As mentioned, a country and its citizens may perceive the Hague Abduction Convention either as beneficial or harmful. Since a country’s sovereignty could potentially be undermined by international law, some countries tend to be suspicious about the latter. For instance, although the U.S. Congress and the President have not decided to join the Convention on the Rights of Children, some U.S. courts may use this Convention or other international law to interpret federal common law. Also, a country might oppose becoming a party to the Hague Abduction Convention because it will neither want to extradite its own citizens nor bear the costs associated with respective procedures. Some countries do not even recognize child abduction as an extraditable offense. In regard to the case Bianchi v. Goldman, it is however notable that while the Brazilian Supreme Court has ostensibly based its decision on international law, Silvana Bianchi asserts that the custody issue had been decided by international pressure. As a consequence of the case Bianchi v. Goldman, the U.S. introduced the Sean and David Goldman International Child Abduction Prevention and Return Act in 2014. This bill complements the International Parental Kidnapping Crime Act, The Hague Abduction Convention, and (other) existing international law by providing U.S. enforcement entities with further means and instruments for the prevention of child abduction and the recovery of children once they have been abducted. The ratification of the Sean and Goldman Act seems to put the effectiveness of The Hague Abduction Convention under question. Indeed, a survey carried out by the American Bar Association Center on Children and Law reveals that some respondents in foreign countries hold that there are agreements and laws in place that are perceived to have simpler procedures and to be more effective than The Hague Abduction Convention.

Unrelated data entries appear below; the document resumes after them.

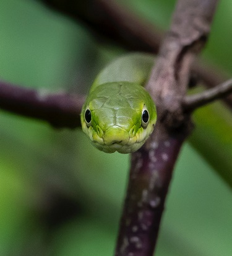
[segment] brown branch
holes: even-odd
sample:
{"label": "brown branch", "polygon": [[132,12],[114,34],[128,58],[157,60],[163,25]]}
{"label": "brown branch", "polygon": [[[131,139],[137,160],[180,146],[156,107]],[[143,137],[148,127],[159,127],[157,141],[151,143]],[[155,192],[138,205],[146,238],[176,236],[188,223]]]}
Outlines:
{"label": "brown branch", "polygon": [[[40,0],[131,50],[157,53],[163,32],[112,0]],[[97,34],[96,33],[97,33]]]}
{"label": "brown branch", "polygon": [[156,102],[154,133],[132,154],[116,256],[152,256],[174,165],[191,131],[184,113],[192,62],[204,45],[217,0],[179,0],[171,31],[160,49],[147,88]]}
{"label": "brown branch", "polygon": [[224,98],[232,93],[232,79],[203,92],[186,96],[183,100],[183,107],[186,110],[194,110],[215,100]]}
{"label": "brown branch", "polygon": [[56,128],[80,126],[84,97],[67,94],[48,94],[0,82],[0,108],[49,123]]}
{"label": "brown branch", "polygon": [[[130,50],[157,53],[163,38],[162,30],[113,0],[40,1],[82,22],[94,35],[100,35],[101,40],[107,38]],[[228,79],[218,68],[201,61],[195,62],[191,69],[197,79],[209,88]],[[232,107],[232,96],[226,98],[226,102]]]}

In contrast, although the effectiveness of The Hague Convention, its effect on the sovereignty of countries being parties to the Convention, and on respective citizens is debatable, The Hague Convention may provide a suitable legal framework that helps to recover children abducted to foreign countries. Being aware of some of The Hague Convention’s deficiencies, the American Bar Association Center on Children and Law puts forth several recommendations to render the former more effective. Research of this kind can help to improve international law.
In sum, it is assumed that more countries should become parties to the Convention. Since child abduction is a crime, which is recognized by The Hague Convention’s signatory countries, new parties to the Convention would not compromise the preexisting rights of their citizens, but rather provide them with additional rights and instruments to recover their abducted children.